Want to write a program that uses git-annex? Lots of people have, see related software for a list. This tip is an overview of ways git-annex facilitates being used by other programs.

batch mode communication

Many git-annex commands have a --batch option. This is handy if your program is operating on a lot of files; rather than running git-annex once per file, you can construct batch pipelines and probably it will run a lot faster.

The way the --batch option typically works is, it makes the command read lines from standard input. Each line is a filename or whatever other thing the command operates on. It will reply with whatever output it usually outputs.

For example:

git-annex get --batch
foo
get foo (from origin...)
(checksum...) ok
bar

baz
get baz (from origin...)
(checksum...) ok

Notice the blank line it replies in response to "bar"? That's because, in this example, the file "bar" is already present, and it does not need to do anything to get it. Normally, git-annex silently skips files it does not need to operate on, but in batch mode, it will reply with a blank line when there's nothing to do for a given input line.

JSON output

Notice that git-annex happened to output 2 lines per file in the example above. But it could output any number of lines. How can your program know when the output for one batch item is complete? Let alone parse it to determine if it succeeded or failed? Some git-annex commands don't have this problem, and are documented to output exactly one line, in a specific format, in batch mode.

For the rest, the answer is --json. Use it with --batch and now each batch mode request results in a json object being output:

git-annex get --batch --json
foo
{"command":"get","note":"from origin...\nchecksum...","success":true,"input":["foo"],"key":"SHA256E-s30--f888da7dd6c0d6f37e3847f390d848c9a8e1e2d876865a91aca7e5a6a83715e0","file":"foo"}
bar

baz
{"command":"get","note":"from origin...\nchecksum...","success":true,"input":["baz"],"key":"SHA256E-s1048576000--da87281c9f9ab6cef8f9362935f4fc864db94606d52212614894f1253461a762","file":"baz"}

Notice that it still outputs a blank line when there is nothing to do for a request, so be prepared for that in your JSON parser.

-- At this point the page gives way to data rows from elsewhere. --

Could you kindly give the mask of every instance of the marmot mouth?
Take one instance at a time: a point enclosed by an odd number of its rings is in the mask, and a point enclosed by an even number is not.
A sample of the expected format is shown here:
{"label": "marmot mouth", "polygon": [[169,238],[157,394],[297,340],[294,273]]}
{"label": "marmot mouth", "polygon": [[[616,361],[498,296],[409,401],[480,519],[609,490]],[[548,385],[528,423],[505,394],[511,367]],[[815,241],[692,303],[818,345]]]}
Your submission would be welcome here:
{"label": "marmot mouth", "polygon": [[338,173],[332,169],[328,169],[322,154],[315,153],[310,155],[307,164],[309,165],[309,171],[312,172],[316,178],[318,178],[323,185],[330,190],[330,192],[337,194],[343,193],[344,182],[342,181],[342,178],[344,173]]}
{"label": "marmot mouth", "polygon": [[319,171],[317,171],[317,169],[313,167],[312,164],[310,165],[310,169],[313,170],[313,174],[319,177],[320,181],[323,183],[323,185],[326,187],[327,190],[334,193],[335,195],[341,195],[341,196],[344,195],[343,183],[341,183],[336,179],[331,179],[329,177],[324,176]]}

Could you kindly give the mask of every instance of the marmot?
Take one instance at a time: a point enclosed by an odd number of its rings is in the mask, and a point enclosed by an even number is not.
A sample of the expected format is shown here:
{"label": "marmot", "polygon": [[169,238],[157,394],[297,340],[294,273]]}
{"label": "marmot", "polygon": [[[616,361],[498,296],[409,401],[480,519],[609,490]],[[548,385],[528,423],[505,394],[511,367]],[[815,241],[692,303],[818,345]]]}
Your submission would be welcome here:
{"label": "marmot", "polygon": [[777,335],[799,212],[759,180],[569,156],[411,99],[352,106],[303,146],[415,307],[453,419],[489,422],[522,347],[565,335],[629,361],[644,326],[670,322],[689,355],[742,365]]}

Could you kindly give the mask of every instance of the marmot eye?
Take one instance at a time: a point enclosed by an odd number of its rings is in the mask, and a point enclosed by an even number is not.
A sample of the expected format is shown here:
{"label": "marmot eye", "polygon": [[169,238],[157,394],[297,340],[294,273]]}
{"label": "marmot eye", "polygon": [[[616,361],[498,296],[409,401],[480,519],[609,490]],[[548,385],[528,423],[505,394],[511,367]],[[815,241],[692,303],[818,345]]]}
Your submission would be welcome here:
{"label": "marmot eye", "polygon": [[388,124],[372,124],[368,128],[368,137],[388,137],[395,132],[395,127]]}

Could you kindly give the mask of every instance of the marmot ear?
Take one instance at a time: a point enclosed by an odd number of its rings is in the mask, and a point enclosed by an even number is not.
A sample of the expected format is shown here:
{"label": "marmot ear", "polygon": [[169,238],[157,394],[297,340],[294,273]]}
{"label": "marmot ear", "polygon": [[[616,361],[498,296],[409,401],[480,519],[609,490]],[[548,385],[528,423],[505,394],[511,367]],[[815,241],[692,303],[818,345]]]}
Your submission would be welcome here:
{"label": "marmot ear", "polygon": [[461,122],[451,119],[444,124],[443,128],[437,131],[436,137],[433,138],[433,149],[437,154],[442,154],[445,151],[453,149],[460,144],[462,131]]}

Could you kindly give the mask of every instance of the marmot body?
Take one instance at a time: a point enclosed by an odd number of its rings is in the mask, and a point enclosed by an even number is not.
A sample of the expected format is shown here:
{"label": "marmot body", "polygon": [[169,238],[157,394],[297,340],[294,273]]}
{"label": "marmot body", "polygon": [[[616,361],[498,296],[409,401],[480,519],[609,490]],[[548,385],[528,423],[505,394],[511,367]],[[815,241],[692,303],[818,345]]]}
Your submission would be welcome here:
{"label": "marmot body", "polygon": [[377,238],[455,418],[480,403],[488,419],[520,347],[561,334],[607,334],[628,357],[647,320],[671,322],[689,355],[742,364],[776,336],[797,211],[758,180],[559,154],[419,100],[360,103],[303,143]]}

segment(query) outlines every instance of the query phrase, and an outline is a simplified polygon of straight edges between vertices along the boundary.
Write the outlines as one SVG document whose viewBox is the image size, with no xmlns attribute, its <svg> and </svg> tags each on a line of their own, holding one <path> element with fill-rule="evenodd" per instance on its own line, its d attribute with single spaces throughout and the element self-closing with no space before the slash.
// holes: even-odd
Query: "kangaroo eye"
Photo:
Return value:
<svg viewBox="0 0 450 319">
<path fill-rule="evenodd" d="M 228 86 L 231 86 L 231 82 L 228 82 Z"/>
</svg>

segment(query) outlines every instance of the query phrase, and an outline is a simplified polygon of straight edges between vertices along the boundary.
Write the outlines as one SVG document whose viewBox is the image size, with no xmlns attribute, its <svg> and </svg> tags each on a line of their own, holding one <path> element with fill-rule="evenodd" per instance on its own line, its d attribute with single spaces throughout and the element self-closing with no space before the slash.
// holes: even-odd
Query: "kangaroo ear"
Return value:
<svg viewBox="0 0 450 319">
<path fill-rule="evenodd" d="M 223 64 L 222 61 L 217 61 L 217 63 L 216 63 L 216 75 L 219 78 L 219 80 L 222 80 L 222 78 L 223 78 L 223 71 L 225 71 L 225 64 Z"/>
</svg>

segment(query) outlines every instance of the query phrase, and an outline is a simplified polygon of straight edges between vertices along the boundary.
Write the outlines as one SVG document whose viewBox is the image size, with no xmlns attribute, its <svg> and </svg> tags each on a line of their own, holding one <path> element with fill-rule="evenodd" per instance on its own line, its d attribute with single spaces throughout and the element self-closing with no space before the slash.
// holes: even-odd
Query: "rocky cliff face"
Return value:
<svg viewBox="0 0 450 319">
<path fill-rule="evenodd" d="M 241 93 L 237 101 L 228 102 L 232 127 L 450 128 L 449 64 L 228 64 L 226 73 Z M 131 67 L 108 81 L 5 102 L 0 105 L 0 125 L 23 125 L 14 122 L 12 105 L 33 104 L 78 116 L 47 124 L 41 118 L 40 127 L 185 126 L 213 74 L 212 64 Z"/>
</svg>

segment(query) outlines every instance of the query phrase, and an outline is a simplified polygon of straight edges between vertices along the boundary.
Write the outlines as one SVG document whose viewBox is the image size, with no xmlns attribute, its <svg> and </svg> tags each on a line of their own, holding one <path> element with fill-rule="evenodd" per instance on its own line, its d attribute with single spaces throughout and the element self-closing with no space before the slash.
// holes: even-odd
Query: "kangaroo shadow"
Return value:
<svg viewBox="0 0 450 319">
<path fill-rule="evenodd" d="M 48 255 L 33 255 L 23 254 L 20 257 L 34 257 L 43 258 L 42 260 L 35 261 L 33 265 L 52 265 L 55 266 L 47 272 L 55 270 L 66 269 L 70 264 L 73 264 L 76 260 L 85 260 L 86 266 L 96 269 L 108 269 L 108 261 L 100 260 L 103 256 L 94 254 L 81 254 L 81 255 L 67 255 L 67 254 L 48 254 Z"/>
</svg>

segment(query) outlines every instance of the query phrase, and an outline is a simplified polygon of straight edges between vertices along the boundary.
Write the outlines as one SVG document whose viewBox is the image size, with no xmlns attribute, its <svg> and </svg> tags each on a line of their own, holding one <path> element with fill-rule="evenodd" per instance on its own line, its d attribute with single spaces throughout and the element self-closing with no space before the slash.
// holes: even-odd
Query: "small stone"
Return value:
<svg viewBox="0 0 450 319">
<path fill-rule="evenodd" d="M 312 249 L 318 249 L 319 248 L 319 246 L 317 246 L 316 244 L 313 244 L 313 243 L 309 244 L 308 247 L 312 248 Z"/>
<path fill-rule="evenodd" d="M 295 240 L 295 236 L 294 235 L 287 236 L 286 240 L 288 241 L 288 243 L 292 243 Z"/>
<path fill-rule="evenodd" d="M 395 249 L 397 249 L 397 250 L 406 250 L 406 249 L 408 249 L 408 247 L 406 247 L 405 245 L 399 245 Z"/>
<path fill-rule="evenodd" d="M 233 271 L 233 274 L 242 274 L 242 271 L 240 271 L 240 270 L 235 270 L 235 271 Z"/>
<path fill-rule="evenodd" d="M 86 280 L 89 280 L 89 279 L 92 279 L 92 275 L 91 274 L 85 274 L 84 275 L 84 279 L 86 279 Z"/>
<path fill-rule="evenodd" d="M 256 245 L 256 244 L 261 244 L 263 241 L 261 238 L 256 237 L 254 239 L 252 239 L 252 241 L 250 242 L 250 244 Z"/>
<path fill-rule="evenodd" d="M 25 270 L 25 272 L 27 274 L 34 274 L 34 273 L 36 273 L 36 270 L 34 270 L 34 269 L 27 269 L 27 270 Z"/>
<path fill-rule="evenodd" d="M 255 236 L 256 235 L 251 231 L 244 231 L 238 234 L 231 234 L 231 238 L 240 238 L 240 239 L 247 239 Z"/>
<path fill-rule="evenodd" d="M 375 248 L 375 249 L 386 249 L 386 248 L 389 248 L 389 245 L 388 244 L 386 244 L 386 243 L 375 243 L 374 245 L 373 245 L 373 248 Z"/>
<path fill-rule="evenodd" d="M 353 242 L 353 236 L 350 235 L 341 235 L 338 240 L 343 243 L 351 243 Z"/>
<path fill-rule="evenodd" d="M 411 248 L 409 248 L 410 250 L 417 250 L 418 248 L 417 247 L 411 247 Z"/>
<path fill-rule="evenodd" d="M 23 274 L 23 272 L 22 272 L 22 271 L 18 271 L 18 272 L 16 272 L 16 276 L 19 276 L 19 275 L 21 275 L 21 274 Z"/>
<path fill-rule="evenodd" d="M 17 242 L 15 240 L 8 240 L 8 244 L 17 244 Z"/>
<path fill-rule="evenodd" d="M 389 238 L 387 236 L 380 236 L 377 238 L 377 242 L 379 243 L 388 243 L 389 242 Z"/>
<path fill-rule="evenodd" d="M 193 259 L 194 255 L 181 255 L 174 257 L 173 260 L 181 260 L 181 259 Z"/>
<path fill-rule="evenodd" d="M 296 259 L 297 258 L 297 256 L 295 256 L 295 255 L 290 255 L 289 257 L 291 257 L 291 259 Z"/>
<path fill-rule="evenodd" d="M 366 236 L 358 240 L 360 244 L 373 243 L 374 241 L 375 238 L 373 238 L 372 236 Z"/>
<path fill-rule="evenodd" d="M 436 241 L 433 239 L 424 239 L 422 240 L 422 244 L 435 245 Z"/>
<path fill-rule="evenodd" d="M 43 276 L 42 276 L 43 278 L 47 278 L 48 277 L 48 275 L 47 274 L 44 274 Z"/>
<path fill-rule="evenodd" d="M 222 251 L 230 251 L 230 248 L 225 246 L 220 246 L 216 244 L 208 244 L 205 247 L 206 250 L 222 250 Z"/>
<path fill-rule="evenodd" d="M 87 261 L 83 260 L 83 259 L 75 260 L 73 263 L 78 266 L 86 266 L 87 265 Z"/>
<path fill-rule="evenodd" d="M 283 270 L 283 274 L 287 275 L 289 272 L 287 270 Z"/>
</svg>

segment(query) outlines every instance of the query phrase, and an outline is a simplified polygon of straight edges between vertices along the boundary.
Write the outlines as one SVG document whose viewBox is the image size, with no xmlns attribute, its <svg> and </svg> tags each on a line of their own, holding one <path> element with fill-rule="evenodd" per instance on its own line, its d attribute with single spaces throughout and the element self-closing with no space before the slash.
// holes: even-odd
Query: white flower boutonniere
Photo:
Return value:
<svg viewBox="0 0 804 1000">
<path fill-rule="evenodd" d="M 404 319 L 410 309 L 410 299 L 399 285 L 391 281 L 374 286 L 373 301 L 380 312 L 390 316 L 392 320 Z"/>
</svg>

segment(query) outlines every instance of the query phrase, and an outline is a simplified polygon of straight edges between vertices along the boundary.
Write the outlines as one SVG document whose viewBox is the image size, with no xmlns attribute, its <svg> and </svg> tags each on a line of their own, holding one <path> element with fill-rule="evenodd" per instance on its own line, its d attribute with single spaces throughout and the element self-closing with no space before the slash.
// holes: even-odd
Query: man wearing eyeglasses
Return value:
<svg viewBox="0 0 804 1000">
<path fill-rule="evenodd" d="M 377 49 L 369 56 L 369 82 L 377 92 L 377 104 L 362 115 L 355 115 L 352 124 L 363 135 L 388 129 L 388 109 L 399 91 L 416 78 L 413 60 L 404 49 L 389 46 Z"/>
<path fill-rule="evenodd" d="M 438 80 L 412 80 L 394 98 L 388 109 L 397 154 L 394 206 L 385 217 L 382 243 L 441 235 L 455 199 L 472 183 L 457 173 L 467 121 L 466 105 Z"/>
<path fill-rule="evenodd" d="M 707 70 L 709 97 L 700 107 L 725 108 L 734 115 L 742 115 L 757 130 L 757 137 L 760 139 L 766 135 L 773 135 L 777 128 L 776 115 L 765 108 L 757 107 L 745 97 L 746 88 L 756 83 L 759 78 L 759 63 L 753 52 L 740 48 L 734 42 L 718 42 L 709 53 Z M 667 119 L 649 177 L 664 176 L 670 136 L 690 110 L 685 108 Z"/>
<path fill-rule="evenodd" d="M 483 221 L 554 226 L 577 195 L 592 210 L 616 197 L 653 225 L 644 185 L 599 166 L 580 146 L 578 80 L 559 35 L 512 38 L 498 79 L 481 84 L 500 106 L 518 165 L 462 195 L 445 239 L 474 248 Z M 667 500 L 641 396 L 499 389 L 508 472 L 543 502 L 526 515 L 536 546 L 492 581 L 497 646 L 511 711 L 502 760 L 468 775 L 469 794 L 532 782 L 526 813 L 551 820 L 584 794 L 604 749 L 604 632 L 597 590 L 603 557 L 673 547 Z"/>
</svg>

There are also --json-progress, which adds more JSON messages giving progress of transfers, and --json-error-messages which makes some error messages be included in JSON objects instead of going to stderr.

The format of git-annex's JSON output is not documented in full, because it varies from command to command. The shape is typically the same, but a few commands have a more custom JSON. Try a command and see what JSON it outputs and go from there. Fields won't be removed or renamed, but new ones might be added from time to time.

concurrency and batch mode

If you use -J with --batch, some git-annex commands do support that, and will handle multiple batch requests concurrently.

Suppose you want to get files concurrently in batch mode as the user clicks on them, and display to the user in your GUI when each file transfer is complete. But a problem: How to know which file a JSON reply corresponds to, now that they are not always in the same order as you sent the requests?

git-annex get --batch -J3 --json
./foo
bar
baz

{"command":"get","note":"from origin...\nchecksum...","success":true,"input":["baz"],"key":"SHA256E-s1048576000--da87281c9f9ab6cef8f9362935f4fc864db94606d52212614894f1253461a762","file":"baz"}
{"command":"get","note":"from origin...\nchecksum...","success":true,"input":["./foo"],"key":"SHA256E-s30--f888da7dd6c0d6f37e3847f390d848c9a8e1e2d876865a91aca7e5a6a83715e0","file":"foo"}

You might think the "file" field is the thing to look at. And it can work. But, the example above shows a way it can fail to work. ./foo was requested, but that got normalized internally, and the response has "file":"foo"

And looking at the "file" field won't help with other git-annex commands, such as addurl, where you don't request filenames.

What will always work is to look at the "input" field. This is always the exact input that git-annex was operating on when it output a JSON object. (Older versions of git-annex don't include that field, but those old versions don't run --batch concurrently either, so if it's omitted, you can assume the JSON objects are in the same order as you made requests.)